Purpose of the Activity
This is another strange and wonderfully minimalist exercise.
Minimalist improvisation really can create a non-verbal experience of improvisation in its most essential form. This is an example of a minimalist improvisation activity that can be enacted at almost any stage of an improvisation workshop or event. It is also very good if the session has become too complex and cluttered and you want to find a simple, clearer space.
This activity is best done in threes, sitting in a circle, close together, set apart from other groups.
It can also be done VERY close together with foreheads touching.
It can also be done standing in a circle with hands on the high back of the person in front of you.
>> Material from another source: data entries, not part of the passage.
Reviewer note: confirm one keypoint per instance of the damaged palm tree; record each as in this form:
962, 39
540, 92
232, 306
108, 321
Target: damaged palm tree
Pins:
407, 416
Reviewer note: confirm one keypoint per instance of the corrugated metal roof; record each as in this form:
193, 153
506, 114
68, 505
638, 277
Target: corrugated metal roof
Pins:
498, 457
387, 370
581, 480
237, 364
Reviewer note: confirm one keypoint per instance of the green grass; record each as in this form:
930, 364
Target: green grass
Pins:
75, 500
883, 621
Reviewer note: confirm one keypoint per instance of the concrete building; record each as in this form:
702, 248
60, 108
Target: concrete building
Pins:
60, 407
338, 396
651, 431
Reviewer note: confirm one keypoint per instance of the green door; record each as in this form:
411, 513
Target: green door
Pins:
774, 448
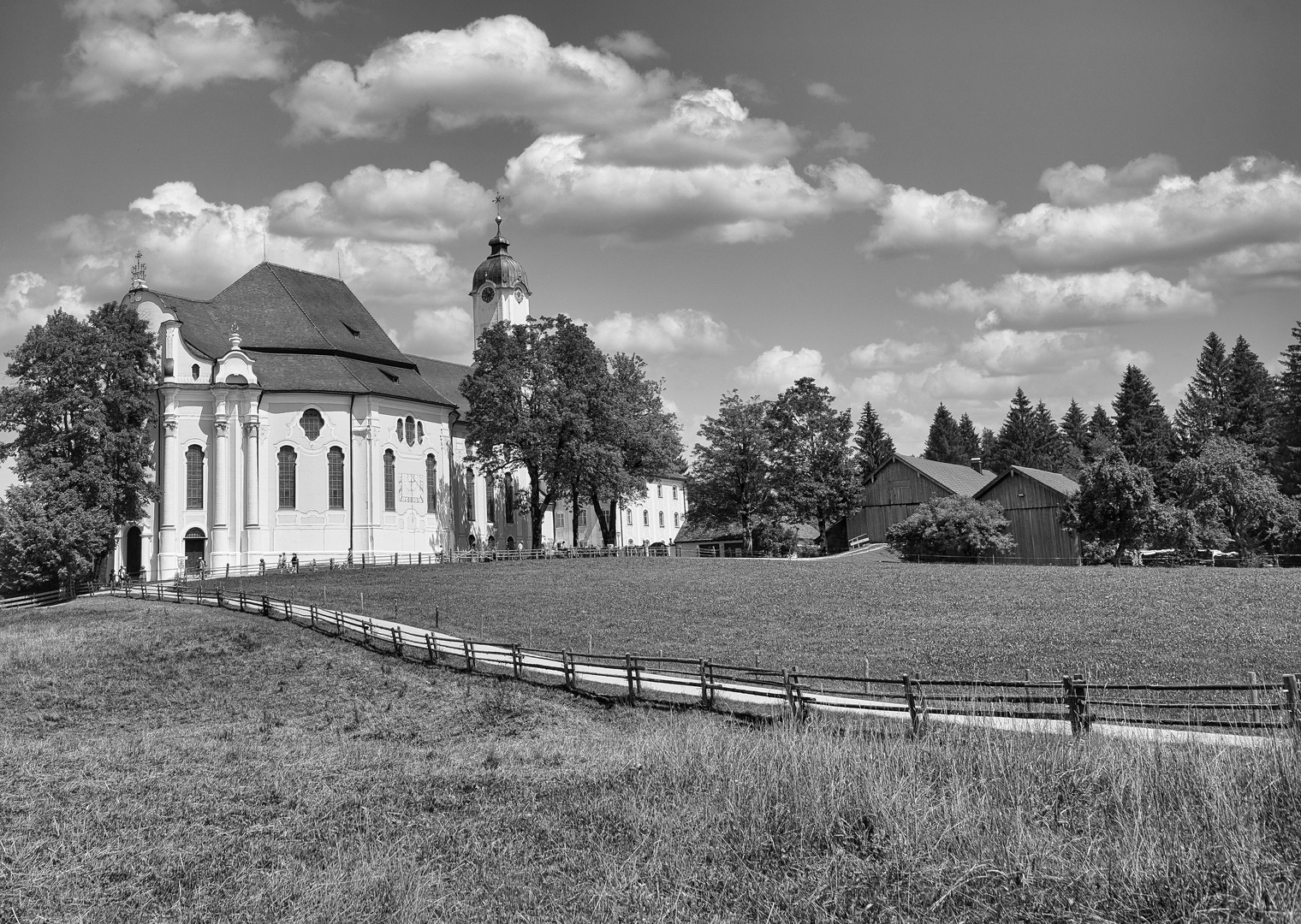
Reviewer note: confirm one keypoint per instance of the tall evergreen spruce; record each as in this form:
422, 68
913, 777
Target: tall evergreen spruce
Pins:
1203, 411
945, 441
1249, 393
1287, 418
970, 438
872, 445
1144, 432
1075, 441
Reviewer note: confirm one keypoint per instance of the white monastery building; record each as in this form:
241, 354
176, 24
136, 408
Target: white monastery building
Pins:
290, 424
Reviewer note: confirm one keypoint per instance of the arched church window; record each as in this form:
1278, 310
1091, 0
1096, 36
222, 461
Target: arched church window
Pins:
335, 463
312, 421
194, 478
287, 462
390, 481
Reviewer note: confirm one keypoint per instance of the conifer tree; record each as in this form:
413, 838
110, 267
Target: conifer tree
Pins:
1143, 429
1203, 411
1249, 393
872, 445
1286, 425
970, 438
945, 441
1075, 441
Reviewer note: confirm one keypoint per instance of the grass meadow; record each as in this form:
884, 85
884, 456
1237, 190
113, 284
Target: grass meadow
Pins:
933, 620
165, 761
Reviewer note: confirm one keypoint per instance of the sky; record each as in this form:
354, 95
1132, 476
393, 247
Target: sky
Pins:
913, 202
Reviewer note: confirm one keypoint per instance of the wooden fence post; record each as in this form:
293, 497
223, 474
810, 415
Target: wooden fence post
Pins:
912, 705
1072, 710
The aim is to be able to feel the breathing of the others in the group.
Agree who will start.
Find a safe pace for breathing so as not to hyperventilate.
The person who starts, starts to draw in a breath, and the others follow. The person breathes out and the others follow. At first we simply follow. As time goes on, one person’s breath may drag slightly behind the others or run ahead and the others gently follow this until we are all in “breathing harmony again”. Play with different rhythms, it can become almost musical. Keep the overall place slow, with allowed pauses to keep it safe.
This simple exercise, devoid of words, movement and even eye contact short circuits all the usual thinking activity, as we enter the music of breathing and really come into the improvisational moment. It’s a great team or group bonder and also there’s plenty to debrief around leadership, synergy, playfulness, the power of minimalism, non-verbal communication and harmony.
In debrief you can ask:
– how did you experience this activity?
– what did you learn about yourself?
– what happens when we become conscious of our breathing?
– what happened to the way we communicated?
– how might this serve as a metaphor for the way we work together?